Ubuntu “Feisty Fawn” 7.04 should not have shipped with such a major bug for a large segment of users.

UPDATE: Looks like this is not the only major bug they shipped with.

Java 6 Shipped With Ubuntu 7.04

Friday, April 20th, 2007

Ubuntu 7.04 was recently released, and is the first Linux distribution to include the Java SDK as a standard part of the Operating System. This is exciting news and goes to show that the effort put into open sourcing Java is starting to pay dividends. Being that Java was non-free before version 6, it was not included in any standard distributions (that I know of at least).

Now if only Apple would get their act together and ship a version of Java 6 which was final instead of the current Alpha which was last updated in September. Or even better, maybe Sun could actually produce a Java SDK for Mac OS– wouldn’t that be novel?

A Good Java NIO Tutorial

Tuesday, April 10th, 2007

One of the newer features of Java as of 1.4 is non-blocking IO, yet it’s very hard to find decent documentation about it or even a simple tutorial. NIO is a very powerful feature but easy to get wrong given it’s complexity. However, James Greenfield, an engineer for Amazon, recently announced that he’d put up a tutorial for NIO, including a lot of important details of using NIO with SSL.

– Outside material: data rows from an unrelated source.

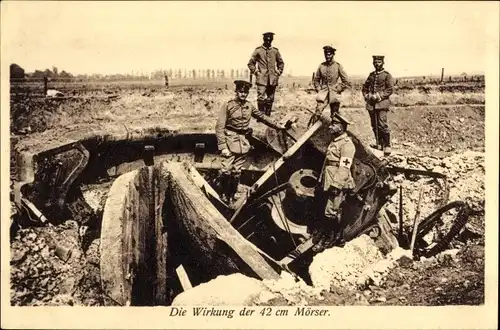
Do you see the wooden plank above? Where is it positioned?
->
[163,163,279,279]
[175,265,193,291]
[280,238,314,265]
[230,120,323,222]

Tomcat 6 Surpasses 16,000 Simultaneous Connections

Thursday, April 5th, 2007

Fillp Hanik recently posted a blog entry about a load test comparison he did using Glassfish, Jetty, and Tomcat 6 using the new NIO (non-blocking io) connectors in which Tomcat 6 was able to handle 16,000 connections. As always load tests should always be taken with a grain of salt, but it certainly did produce some interesting results (especially when compared to other servlet containers).

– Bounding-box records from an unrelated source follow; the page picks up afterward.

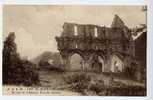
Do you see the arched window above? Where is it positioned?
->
[94,27,98,37]
[75,43,78,48]
[74,25,78,36]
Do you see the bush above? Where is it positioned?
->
[65,73,91,93]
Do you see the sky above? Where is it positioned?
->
[3,5,146,59]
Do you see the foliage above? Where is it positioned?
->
[3,33,39,86]
[65,73,91,93]
[65,72,146,96]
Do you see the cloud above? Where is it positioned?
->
[3,5,146,58]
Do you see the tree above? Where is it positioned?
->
[3,32,39,86]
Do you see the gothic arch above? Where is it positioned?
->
[110,53,124,73]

I’ve been working on a sizable project at work that uses NIO under the hood, but luckily I’m using a 3rd party library which provides the network connectivity for me. It seems that NIO is very hard to implement correctly, but if you can, the performance advantages are definitely worth the effort. I’m only a few days away from starting to do some load testing on my work, so I’ll be interested in seeing the performance improvement over the section of code I’m replacing which uses standard IO (not to mention the various synchronization and thread consumption problems I’ll be fixing).

Being able to quickly handle a large number of concurrent connections is definitely a requirement for today’s AJAX applications, and it’s good to see an NIO based connector from someone other than Jetty.